If you aren’t familiar with Willing Victim, you should know that Flynn and Laurel’s sexual relationship is built around his kink for domination and consensual rape fantasies. Those are still happening, but much more of this book is about the pregnancy storyline and what comes after. There are some seriously sexy scenes, yet I’ve all but forgotten them. What packs the biggest wallop is the emotional impact of the story. I felt the struggle of this decision right along with Laurel, and cried more than a few tears.
I can’t say that the storyline is particularly unique because I could guess early on where the plot would take Laurel; but I fully appreciated McKenna’s take on it.

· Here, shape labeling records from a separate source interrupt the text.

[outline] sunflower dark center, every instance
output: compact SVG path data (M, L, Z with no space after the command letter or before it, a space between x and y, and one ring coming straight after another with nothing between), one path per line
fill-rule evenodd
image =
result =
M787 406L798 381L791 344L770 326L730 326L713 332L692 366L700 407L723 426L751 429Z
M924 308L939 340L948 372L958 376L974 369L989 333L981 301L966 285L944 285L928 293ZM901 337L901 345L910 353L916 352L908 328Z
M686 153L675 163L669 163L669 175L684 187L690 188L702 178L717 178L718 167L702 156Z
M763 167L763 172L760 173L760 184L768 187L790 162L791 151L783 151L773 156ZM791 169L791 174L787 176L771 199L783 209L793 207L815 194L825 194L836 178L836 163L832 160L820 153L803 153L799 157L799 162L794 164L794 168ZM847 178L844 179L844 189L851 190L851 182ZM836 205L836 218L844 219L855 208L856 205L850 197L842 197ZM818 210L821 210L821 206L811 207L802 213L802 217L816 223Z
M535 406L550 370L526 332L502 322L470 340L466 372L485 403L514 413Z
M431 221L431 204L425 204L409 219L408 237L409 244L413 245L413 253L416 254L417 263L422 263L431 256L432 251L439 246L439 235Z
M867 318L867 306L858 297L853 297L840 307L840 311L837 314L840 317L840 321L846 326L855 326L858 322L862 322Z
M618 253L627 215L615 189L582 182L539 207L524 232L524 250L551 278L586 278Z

There is so much realism in her writing and she doesn’t spare the reader a moment of the experience, even when it hurts your heart for Laurel and Flynn.
It’s also nice to get to see a tough-guy alpha like Flynn humbled a little. He’s hurting, vulnerable, and completely lost as to how to handle himself. It’s a big change from the usual manly men who seem either unfazed, or exist only as a support for the delicate women in their lives.
If you’re a fan of Willing Victim, I fully recommend picking up this short read and finding out what has happened to these two characters. I sat down to read a few chapters and ended up finishing the whole book, and I think you’ll be tempted to do the same. If you haven’t read the previous installment then I suggest reading my review to see if it might be to your tastes, and then downloading a copy. Believe me, McKenna has another winner with Brutal Game.